Github repository of the study:
Inferring Off-Target effects of drugs on cellular signaling using Interactome-Based deep learning
Nikolaos Meimetis1, Douglas A. Lauffenburger1, Avlant Nilsson1,2,3*
- Department of Biological Engineering, Massachusetts Institute of Technology, Cambridge, MA 02139, USA
- Department of Cell and Molecular Biology, SciLifeLab, Karolinska Institutet, Sweden
- Department of Biology and Biological Engineering, Chalmers University of Technology, Gothenburg, SE 41296, Sweden
- Corresponding author, [email protected]
doi: https://doi.org/10.1016/j.isci.2024.109509
This repository is administered by @NickMeim. For questions contact [email protected]

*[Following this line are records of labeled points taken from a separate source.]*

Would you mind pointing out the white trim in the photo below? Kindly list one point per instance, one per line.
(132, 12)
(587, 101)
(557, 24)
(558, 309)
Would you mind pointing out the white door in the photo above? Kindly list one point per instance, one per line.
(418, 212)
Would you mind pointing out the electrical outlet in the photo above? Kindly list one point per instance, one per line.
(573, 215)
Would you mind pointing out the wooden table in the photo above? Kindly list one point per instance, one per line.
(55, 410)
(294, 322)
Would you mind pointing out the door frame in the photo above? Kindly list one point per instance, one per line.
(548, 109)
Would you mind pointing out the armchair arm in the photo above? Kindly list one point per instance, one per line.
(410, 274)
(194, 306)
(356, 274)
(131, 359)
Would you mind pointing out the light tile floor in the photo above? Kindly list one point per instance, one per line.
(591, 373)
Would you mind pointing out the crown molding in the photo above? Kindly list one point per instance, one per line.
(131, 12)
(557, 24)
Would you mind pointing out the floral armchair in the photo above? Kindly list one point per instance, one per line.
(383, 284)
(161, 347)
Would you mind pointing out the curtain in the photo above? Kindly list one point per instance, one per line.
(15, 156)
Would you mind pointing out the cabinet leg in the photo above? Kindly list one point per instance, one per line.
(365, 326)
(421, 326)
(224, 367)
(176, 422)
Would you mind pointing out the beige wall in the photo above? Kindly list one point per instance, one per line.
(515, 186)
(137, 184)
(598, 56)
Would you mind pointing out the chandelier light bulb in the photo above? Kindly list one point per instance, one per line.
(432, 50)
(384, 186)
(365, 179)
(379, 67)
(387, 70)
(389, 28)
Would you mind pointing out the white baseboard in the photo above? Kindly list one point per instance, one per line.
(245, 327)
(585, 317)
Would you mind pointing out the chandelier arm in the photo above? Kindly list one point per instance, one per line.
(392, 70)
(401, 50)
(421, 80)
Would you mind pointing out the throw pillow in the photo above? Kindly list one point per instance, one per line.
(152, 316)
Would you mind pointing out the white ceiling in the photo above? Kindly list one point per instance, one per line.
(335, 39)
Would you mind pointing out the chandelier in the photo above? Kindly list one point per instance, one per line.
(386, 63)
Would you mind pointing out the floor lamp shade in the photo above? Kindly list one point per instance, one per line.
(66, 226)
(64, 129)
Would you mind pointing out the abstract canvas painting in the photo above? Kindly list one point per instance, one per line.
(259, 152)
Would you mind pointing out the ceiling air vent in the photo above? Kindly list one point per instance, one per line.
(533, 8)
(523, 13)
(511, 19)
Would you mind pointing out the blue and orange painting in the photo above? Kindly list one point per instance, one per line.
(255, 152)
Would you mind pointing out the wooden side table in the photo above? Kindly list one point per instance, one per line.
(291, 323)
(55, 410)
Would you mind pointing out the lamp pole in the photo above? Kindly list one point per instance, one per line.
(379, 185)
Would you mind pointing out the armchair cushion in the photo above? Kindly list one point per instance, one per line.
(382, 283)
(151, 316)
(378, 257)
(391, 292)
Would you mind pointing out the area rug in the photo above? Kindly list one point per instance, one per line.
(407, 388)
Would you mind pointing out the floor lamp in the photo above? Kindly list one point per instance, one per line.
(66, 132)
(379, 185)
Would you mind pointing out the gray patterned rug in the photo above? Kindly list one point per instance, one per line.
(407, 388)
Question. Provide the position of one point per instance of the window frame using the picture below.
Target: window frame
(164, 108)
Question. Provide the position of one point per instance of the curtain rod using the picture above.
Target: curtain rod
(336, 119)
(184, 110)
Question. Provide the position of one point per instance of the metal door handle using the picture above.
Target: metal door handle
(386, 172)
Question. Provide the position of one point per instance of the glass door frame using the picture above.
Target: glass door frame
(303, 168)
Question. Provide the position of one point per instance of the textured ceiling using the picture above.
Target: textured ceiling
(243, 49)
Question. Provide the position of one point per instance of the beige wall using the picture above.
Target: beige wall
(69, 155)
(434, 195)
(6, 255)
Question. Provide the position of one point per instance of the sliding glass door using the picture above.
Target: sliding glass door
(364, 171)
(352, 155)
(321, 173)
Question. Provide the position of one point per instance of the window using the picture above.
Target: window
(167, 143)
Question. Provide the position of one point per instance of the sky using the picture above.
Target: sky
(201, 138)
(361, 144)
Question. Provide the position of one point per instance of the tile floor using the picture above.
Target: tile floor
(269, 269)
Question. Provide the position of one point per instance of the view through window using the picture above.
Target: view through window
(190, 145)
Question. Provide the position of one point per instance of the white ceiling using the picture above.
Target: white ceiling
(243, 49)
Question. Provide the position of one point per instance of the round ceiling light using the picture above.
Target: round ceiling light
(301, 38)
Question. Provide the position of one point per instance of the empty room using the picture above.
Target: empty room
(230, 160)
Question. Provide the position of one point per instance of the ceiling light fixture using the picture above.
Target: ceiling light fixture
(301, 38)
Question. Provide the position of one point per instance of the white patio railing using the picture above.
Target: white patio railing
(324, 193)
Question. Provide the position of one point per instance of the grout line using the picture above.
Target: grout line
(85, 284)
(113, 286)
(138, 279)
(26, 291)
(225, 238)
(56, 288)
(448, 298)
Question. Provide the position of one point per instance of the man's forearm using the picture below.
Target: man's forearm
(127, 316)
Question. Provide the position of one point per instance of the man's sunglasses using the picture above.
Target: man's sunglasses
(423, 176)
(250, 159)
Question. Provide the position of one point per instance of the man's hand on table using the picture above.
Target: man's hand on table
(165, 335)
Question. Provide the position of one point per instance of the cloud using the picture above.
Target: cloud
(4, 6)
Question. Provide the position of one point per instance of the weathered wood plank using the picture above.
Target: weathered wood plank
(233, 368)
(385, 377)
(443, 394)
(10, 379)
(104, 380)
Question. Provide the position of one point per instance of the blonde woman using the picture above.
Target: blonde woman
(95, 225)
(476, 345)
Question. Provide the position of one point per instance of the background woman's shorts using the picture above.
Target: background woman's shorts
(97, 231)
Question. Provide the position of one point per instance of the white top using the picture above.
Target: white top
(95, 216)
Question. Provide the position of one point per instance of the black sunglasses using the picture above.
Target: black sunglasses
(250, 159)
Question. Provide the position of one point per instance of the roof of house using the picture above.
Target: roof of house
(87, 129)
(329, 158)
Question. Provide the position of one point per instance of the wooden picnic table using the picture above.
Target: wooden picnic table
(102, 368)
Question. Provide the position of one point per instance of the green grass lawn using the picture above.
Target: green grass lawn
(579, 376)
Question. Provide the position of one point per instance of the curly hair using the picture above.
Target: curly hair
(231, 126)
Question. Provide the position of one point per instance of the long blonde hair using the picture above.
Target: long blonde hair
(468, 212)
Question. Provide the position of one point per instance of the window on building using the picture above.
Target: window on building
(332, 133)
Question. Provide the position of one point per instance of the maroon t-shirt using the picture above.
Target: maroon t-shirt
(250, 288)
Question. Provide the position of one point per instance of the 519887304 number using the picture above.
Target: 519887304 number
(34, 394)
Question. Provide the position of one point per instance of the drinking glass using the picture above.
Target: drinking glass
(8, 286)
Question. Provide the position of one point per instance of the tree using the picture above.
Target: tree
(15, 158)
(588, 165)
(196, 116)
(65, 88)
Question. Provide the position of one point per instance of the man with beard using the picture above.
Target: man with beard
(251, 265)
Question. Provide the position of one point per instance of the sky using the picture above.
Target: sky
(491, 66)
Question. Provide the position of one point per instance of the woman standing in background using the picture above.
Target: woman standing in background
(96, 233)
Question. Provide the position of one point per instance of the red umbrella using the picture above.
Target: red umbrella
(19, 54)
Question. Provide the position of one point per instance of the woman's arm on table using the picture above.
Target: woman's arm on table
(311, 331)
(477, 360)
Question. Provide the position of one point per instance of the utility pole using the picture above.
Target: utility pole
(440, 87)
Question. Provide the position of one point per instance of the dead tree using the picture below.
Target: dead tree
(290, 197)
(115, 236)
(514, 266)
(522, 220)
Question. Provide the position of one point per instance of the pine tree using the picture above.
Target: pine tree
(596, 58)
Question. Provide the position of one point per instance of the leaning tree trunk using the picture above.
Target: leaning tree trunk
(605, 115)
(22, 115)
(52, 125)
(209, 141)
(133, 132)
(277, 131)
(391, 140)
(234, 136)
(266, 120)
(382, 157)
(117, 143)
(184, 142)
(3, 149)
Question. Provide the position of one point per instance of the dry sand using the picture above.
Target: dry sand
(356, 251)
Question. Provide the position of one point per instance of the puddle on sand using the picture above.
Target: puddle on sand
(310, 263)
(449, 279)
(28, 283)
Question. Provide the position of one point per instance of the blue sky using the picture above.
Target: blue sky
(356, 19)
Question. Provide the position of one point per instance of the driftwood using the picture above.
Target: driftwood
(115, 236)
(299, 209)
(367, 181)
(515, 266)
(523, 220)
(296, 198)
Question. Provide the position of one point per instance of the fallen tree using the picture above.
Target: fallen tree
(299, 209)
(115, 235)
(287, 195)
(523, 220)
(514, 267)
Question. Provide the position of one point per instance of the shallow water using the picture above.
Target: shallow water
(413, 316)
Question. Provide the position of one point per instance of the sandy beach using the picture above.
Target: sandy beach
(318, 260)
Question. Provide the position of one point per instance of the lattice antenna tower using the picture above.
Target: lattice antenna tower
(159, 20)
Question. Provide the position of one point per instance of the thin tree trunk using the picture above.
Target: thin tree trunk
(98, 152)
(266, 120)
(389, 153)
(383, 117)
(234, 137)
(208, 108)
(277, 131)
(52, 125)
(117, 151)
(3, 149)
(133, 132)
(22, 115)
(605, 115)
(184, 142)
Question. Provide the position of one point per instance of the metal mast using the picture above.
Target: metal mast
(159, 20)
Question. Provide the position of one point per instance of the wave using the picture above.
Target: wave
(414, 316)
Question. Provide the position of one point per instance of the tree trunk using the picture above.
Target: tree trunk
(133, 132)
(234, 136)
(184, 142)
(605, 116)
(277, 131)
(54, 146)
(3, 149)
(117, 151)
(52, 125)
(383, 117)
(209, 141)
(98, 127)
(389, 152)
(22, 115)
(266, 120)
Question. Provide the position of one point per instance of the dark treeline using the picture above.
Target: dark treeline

Trained models of this study are too big to be uploaded here and are available upon reasonable request. Supplementary Data File 1.xlsx and Supplementary Data File 2.xlsx is in the results folder
Ensembles of 50 models are trained for 33 cell lines in the L1000 dataset and are available here:
Many diseases emerge from dysregulated cellular signaling, and drugs are often designed to target specific nodes in cellular networks e.g. signaling proteins, or transcription factors. However, off-target effects are common and may ultimately result in failed clinical trials. Computational modeling of the cell’s transcriptional response to drugs could improve our understanding of their mechanisms of action. Here we develop such an approach based on ensembles of artificial neural networks, that simultaneously infer drug-target interactions and their downstream effects on intracellular signaling. Applied to gene expression data from different cell lines, it outperforms basic machine learning approaches in predicting transcription factors’ activity, while recovering most known drug-target interactions and inferring many new, which we validate in an independent dataset. As a case study, we explore the inferred interactions of the drug Lestaurtinib and its effects on downstream signaling. Beyond its intended target (FLT3) the model predicts an inhibition of CDK2 that enhances downregulation of the cell cycle-critical transcription factor FOXM1, corroborating literature findings. Our approach can therefore enhance our understanding of drug signaling for therapeutic design.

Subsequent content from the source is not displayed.